Here are some of the other problems we used throughout the week. We recorded some student ideas as they talked, but we got so into the talk at times, we didn’t record everything.
We did notice that students still need more experience thinking about linear models. This week we started playing the awesome Investigations game “Fraction Track” which encourages just this kind of thinking. I’ll be interested to see how experience with this game shifts some of their thinking and reasoning about fraction computation.
Today students took a district-wide multiple choice assessment. One of the questions asked students to solve 4/5+1/3. Only one the answer choices was over one! Many of the students wrote that they didn’t need to solve the whole problem or worry about finding common denominators because they knew that 4/5 + 1/5=1 and since 1/3 >1/5, the sum would be more that 1. Boo ya! Way to outsmart a test question with reasoning and number sense, kids!
Besides building number sense, this routine really built community. The game aspect of the routine (Is it over or under?!) really appealed to the kids. They loved arguing for their ideas. Also, not having to arrive at an exact answer was very inclusive of all students. Even students just developing strategies for addition of fractions were able to share their hunches. “I think it might be over because…” The risk of sharing this idea was low and students refined important ideas about fractions even around the “easy” problems.
I’m looking forward to extending this routine into subtraction with fractions!
How else would you use this routine?
Math Exchanges 
You could up it a bit and ask if the answer to a particular problem is closer to 0, 1/2, 1, 1 1/2 or 2.
Yes, that would be a great modification, Vince. I think the more students create that number line in their minds and understand the relationships between different fractions the stronger they get with their computation.
Thank you for linking the district assessment to the Math Exchange work that is being done in the classroom. The teachers that I support express a lot of hesitation towards math exchanges. Their focus is directly teaching the concepts that are on the assessments.
I will be sharing this blog for these teachers to ponder.
Thanks, Amy. It always feels good to see kids applying their number sense to new situations–even testing situations!
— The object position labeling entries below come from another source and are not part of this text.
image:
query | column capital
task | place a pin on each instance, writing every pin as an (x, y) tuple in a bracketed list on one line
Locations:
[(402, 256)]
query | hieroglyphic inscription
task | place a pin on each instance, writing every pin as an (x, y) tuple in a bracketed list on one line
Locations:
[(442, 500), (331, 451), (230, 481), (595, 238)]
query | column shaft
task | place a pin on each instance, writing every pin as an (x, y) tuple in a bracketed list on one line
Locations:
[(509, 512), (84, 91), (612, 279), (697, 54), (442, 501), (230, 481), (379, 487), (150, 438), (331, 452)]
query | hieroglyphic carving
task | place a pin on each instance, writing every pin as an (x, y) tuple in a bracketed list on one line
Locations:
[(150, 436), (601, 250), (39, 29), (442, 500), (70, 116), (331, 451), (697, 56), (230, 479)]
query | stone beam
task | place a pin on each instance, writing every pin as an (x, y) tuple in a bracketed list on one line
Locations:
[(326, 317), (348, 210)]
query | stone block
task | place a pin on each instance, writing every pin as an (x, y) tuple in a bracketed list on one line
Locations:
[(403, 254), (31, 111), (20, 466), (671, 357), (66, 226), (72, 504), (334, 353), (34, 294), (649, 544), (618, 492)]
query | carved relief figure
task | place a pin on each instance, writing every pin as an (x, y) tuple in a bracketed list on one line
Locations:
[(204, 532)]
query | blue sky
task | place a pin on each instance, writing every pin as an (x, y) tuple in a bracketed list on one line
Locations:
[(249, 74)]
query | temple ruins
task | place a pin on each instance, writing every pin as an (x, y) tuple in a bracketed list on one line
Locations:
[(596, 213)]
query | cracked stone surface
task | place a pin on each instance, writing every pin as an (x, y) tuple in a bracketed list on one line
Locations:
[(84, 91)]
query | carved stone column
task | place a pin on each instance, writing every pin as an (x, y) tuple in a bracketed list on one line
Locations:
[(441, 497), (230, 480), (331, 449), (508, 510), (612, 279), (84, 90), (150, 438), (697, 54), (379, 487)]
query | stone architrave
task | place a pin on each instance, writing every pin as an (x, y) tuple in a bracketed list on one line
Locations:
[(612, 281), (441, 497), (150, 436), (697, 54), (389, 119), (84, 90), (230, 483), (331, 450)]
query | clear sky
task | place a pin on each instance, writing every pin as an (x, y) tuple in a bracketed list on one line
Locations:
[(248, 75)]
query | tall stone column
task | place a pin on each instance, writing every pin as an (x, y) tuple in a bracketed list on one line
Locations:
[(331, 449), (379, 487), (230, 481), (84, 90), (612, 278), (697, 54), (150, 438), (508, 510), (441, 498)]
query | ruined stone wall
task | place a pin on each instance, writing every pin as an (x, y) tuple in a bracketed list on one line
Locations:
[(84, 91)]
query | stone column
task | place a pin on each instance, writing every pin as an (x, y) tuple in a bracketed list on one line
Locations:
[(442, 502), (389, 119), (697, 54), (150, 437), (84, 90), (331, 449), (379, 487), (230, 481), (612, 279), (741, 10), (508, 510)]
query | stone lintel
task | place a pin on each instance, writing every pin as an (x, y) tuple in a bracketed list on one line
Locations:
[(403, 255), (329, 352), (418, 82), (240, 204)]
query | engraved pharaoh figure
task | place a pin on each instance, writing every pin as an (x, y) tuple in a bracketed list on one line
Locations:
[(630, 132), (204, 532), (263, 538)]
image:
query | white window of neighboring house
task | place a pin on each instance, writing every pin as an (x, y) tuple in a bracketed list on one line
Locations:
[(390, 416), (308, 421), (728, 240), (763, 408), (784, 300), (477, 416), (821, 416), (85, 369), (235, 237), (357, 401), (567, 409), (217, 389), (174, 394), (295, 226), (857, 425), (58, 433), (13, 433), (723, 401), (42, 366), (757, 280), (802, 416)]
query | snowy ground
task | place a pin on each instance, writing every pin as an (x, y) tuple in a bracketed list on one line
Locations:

Love this framed as “Over or Under” – I will be using this idea in my fraction PD – thanks! One way you could connect this to a linear model is to use a number line with endpoints 0 and 2 on a strip of paper and a paperclip. Have students slide the paperclip along the number line to estimate the answer and justify their thinking. A lot of the same rationales that you shared with the area model will come out with the number line. I like that the students have the flexibility to revise their thinking once they partner share and can easily adjust the position of the paperclip.